Between November 2016 and October 2017, the cumulative asset return for the pensions is 10.53%, while the Milliman 100 PFI funded status deficit has improved by $105 billion during that time. The company said discount rates experienced a small increase over the last 12 months, rising to 3.66% as of Oct. 31, from 3.61% a year earlier. Meanwhile, the funded ratio of the Milliman 100 companies has increased over the past 12 months to 84.3% from 79.0% due primarily to higher-than-expected investment returns.

Milliman said that if the 100 largest US corporate pension plans were to achieve the expected 7.0% median asset return, and if the current discount rate of 3.66% held steady for 2017 and 2018, the funded status of the surveyed plans would increase.
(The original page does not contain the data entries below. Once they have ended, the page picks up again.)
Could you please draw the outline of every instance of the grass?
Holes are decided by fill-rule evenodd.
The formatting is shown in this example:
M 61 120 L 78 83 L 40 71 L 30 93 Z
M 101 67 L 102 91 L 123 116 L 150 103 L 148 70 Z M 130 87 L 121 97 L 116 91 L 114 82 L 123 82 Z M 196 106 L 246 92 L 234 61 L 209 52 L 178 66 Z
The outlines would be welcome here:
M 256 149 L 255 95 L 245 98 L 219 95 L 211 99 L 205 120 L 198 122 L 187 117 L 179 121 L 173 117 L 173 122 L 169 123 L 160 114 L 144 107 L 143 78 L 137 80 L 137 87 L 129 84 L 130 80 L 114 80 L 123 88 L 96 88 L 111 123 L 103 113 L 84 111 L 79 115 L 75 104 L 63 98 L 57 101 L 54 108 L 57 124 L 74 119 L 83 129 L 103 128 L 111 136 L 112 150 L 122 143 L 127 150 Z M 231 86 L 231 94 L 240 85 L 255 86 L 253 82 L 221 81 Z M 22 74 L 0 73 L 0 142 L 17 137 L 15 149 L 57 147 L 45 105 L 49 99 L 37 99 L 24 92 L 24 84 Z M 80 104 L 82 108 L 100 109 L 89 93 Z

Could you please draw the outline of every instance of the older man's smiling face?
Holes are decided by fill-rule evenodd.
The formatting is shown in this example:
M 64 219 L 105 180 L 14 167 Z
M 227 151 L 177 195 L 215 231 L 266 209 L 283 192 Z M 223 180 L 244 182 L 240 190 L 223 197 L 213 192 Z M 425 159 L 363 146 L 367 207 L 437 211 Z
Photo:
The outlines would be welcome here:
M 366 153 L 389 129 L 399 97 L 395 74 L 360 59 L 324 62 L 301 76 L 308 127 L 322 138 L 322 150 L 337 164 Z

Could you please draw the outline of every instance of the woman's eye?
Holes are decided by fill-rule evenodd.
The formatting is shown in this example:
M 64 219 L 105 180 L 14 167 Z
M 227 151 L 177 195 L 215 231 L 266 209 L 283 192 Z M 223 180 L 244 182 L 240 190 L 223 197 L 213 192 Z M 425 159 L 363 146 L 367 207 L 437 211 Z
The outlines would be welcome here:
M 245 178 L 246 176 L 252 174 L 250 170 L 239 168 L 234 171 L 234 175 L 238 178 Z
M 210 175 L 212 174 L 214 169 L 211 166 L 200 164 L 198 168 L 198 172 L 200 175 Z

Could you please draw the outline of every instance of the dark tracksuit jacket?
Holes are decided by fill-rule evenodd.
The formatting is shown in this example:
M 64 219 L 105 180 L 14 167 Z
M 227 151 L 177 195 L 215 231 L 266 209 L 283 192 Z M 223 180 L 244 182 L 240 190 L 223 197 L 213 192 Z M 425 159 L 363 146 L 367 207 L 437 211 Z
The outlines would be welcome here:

This would result in a projected pension deficit of $259 billion (85.1% funded) by the end of 2017, and $212 billion (87.8% funded) by the end of 2018. The figures use assumed 2017 aggregate contributions of $36 billion, and 2018 aggregate contributions of $39 billion.

The company also said an optimistic forecast that includes interest rates reaching 3.76% by the end of 2017, and 4.36% by the end of 2018, with 11.0% annual returns, would see the funded ratio climb to 87% by the end of 2017, and 100% by the end of 2018.  However, a pessimistic forecast of a 3.56% discount rate at the end of 2017 and 2.96% by the end of 2018, with only 3.0% annual returns, would see the funded ratio decline to 84% by the end of 2017, and to 77% by the end of 2018.